Keystone is the identity service used by OpenStack for authentication and high-level authorisation.

The keystone-kerberos subordinate charm allows for per-domain authentication via a Kerberos ticket, thereby providing an additional layer of security. It is used in conjunction with the keystone charm.

An external Kerberos server is a prerequisite.

Note

: The keystone-kerberos charm is supported starting with OpenStack Queens.

Warning

: This charm is in a preview state and should not be used in production. See the OpenStack Charm Guide for more information on preview charms.

Usage

Configuration

This section covers common and/or important configuration options. See file config.yaml for the full list of options, along with their descriptions and default values. See the Juju documentation for details on configuring applications.

kerberos-realm

The kerberos-realm option is used to supply the external Kerberos realm name.

kerberos-server

The kerberos-server option is used to supply the external Kerberos server hostname.

kerberos-domain

The kerberos-domain option is the OpenStack domain against which Kerberos authentication should be used.

Deployment

Let file kerberos.yaml contain the deployment configuration:

    keystone-kerberos:
        kerberos-realm: "PROJECT.SERVERSTACK"
        kerberos-server: "freeipa.project.serverstack"
        kerberos-domain: "k8s"

Deploy keystone-kerberos with other essential applications:

juju deploy keystone
juju deploy openstack-dashboard
juju deploy --config kerberos.yaml --resource=/home/ubuntu/keystone.keytab keystone-kerberos
juju add-relation keystone openstack-dashboard
juju add-relation keystone keystone-kerberos

See the next section for retrieving the keytab file. It can also be added to the application post-deploy:

juju attach-resource keystone-kerberos keystone_keytab=keystone.keytab

Kerberos pre-requisites - the Keystone service keytab

In an external Kerberos server, a service must be created for the Keystone Principal.

  1. First determine the FQDN of the Keystone server. For example:

    keystone-server.project.serverstack
    

    Ensure that the Keystone server can resolve the Kerberos server hostname. If it can't, consider adding an entry to /etc/hosts.

  2. In the Kerberos server, create the host and service.
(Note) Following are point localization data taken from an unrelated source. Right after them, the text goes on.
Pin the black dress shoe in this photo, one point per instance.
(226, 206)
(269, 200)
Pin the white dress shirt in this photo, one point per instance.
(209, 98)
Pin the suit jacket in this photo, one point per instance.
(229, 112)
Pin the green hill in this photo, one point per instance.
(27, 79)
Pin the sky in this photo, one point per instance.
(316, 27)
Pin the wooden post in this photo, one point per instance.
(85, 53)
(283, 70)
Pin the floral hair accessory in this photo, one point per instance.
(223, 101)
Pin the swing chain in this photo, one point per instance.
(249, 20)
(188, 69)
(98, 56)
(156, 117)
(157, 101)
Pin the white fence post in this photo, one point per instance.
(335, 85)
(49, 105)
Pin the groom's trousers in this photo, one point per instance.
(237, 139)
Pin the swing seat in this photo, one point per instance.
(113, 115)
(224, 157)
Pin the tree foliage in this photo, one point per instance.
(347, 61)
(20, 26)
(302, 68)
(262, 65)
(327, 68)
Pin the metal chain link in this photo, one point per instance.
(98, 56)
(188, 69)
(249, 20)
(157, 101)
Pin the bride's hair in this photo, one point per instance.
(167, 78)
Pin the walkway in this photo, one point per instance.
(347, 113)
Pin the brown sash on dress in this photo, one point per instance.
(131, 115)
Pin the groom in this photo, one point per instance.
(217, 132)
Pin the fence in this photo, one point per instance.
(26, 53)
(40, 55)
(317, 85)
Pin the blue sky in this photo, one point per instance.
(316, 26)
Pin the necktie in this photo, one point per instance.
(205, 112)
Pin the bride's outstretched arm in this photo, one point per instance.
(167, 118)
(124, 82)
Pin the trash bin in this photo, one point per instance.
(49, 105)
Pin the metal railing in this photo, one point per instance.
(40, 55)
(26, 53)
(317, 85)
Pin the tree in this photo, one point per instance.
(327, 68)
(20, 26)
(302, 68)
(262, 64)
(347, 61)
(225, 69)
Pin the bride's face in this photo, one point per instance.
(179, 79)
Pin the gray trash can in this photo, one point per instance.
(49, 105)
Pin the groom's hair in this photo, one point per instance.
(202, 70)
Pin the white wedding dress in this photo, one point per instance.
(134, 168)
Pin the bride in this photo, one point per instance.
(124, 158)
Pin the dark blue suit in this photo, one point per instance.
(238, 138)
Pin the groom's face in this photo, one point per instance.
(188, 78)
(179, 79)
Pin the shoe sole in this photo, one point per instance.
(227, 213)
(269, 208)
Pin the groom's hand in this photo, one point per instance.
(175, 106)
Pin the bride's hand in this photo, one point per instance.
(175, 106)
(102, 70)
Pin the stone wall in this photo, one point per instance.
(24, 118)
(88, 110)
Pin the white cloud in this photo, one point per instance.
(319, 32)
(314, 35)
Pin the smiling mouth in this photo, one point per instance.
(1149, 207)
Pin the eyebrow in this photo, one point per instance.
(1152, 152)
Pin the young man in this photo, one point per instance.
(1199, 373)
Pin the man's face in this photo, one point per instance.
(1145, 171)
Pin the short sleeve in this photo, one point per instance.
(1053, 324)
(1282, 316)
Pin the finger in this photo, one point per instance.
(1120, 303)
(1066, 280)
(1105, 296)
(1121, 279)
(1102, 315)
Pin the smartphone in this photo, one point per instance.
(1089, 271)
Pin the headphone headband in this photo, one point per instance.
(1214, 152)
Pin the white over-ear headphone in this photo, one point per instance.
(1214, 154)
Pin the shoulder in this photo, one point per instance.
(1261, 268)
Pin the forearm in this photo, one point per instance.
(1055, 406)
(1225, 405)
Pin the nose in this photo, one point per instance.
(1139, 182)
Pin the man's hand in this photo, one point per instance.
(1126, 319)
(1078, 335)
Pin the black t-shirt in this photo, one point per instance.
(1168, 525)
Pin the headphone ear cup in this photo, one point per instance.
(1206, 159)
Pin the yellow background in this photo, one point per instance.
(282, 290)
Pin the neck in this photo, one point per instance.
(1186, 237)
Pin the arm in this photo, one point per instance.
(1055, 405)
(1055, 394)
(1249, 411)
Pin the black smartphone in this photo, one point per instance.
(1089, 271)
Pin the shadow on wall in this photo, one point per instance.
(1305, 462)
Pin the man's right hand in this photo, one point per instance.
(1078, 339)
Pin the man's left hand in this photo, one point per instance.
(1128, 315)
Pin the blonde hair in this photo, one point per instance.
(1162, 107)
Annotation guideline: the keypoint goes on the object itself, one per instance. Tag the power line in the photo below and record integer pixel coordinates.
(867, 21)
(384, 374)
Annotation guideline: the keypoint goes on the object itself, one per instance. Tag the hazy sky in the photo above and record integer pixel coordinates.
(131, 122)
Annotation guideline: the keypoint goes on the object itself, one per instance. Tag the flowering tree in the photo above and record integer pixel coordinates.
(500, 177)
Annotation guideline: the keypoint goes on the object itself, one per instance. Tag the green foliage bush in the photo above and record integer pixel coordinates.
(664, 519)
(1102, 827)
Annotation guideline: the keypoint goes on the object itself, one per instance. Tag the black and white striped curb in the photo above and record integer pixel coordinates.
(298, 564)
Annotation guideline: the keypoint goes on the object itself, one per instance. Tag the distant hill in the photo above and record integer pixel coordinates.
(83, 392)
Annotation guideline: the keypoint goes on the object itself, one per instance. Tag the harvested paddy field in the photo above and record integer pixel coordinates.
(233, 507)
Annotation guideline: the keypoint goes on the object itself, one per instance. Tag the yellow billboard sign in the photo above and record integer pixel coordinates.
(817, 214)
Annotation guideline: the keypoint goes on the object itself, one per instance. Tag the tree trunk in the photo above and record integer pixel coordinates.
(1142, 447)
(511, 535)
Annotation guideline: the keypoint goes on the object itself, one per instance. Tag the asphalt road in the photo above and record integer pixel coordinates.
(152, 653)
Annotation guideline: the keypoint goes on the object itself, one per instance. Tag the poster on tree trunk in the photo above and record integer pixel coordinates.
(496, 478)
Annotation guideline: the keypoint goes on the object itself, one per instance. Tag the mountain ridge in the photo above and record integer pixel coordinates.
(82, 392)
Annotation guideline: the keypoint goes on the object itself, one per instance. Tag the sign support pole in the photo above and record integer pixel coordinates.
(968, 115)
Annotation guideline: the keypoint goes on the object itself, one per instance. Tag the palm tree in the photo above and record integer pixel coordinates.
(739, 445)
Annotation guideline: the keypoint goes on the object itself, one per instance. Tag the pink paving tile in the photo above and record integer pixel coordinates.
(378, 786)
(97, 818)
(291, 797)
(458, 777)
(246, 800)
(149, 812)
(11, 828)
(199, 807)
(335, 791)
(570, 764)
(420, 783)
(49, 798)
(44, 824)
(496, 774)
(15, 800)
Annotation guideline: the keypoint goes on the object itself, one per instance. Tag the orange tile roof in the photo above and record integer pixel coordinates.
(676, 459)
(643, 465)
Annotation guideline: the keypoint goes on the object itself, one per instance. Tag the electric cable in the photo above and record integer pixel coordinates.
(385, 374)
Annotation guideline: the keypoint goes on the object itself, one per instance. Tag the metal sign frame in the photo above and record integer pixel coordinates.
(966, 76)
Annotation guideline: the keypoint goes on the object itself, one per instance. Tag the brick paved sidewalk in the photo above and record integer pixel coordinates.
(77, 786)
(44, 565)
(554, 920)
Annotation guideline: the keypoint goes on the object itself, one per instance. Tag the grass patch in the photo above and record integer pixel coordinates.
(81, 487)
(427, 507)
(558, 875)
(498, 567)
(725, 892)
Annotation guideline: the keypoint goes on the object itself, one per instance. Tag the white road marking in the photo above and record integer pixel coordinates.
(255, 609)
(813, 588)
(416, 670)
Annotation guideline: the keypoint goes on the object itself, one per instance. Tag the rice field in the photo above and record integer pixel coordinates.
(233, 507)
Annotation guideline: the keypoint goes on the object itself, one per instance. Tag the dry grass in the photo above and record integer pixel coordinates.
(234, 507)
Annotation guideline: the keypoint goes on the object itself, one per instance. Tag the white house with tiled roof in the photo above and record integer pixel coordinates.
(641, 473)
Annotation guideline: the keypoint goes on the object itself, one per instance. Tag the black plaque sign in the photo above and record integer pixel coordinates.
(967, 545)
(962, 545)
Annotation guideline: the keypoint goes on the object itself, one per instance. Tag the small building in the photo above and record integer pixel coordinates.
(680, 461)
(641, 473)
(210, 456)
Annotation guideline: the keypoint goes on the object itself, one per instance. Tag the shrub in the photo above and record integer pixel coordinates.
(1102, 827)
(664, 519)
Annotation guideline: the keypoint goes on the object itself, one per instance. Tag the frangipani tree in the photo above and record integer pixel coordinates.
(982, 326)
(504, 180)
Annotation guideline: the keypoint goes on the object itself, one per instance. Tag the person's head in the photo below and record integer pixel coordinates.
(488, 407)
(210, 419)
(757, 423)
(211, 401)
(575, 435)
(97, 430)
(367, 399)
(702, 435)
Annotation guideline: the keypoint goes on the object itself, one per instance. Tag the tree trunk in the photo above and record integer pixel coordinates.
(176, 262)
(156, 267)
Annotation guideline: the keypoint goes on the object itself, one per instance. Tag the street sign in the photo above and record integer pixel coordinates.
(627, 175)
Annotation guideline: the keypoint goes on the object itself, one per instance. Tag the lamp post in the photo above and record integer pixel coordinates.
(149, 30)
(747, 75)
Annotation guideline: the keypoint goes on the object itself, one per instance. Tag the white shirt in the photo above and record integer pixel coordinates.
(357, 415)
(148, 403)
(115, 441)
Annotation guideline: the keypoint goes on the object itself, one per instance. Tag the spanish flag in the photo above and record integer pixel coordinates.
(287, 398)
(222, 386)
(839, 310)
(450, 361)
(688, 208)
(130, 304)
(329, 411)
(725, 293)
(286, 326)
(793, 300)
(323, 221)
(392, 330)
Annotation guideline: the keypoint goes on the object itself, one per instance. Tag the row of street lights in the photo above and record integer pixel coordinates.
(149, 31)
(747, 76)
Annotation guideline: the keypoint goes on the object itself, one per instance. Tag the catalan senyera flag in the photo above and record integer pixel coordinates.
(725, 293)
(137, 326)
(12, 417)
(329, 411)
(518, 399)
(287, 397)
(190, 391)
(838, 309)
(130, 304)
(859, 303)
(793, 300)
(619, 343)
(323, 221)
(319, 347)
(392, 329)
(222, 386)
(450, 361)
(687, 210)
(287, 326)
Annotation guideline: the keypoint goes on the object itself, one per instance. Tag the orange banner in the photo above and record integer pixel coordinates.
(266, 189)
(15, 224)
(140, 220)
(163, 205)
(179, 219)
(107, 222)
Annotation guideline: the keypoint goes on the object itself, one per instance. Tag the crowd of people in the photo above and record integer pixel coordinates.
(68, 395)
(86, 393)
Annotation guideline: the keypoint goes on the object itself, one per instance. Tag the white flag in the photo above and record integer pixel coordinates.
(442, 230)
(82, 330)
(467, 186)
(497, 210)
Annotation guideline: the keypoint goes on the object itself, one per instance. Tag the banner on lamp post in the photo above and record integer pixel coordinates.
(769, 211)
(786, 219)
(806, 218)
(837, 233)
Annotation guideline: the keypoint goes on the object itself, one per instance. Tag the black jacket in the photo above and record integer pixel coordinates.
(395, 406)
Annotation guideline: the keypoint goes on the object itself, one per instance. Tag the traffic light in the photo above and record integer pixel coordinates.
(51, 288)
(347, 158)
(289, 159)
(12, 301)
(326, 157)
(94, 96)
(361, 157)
This example is based on a FreeIPA Kerberos server:

    ipa host-add keystone-server.project.serverstack --ip-adress=10.0.0.2
    ipa service-add HTTP/keystone-server.project.serverstack
    ipa service-add-host HTTP/keystone-server.project.serverstack --hosts=keystone-server.project.serverstack
    

    If you have multiple Keystone servers, you should add each host to the principal:

    ipa host-add-principal keystone-server HTTP/<keystone-other-hostname>@PROJECT.SERVERSTACK
    
  3. Retrieve the keytab associated with this service:

    ipa-getkeytab -p HTTP/keystone-server.project.serverstack -k keystone.keytab
    

Authenticate from a host

The below steps show how to authenticate from a host using the openstack CLI client.

  1. Ensure that the following software is installed on the host:

    sudo apt install krb5-user python3-openstackclient python3-requests-kerberos
    
  2. Retrieve a token for an existing user in the Kerberos/LDAP directory.

    kinit <username>
    
  3. Source the OpenStack rc file.

    source k8s-user.rc
    

    Where the contents of k8s-user.rc is:

    export OS_AUTH_URL=http://kerberos-server.project.serverstack:5000/krb/v3
    export OS_PROJECT_ID=<projectID>
    export OS_PROJECT_NAME=<kerberos_domain> # i.e k8s
    export OS_PROJECT_DOMAIN_ID=<domainID>
    export OS_REGION_NAME="RegionOne"
    export OS_INTERFACE=public
    export OS_IDENTITY_API_VERSION=3
    export OS_AUTH_TYPE=v3kerberos
    
  4. Test the client

    openstack token issue
    

Bugs

Please report bugs on Launchpad.

For general charm questions refer to the OpenStack Charm Guide.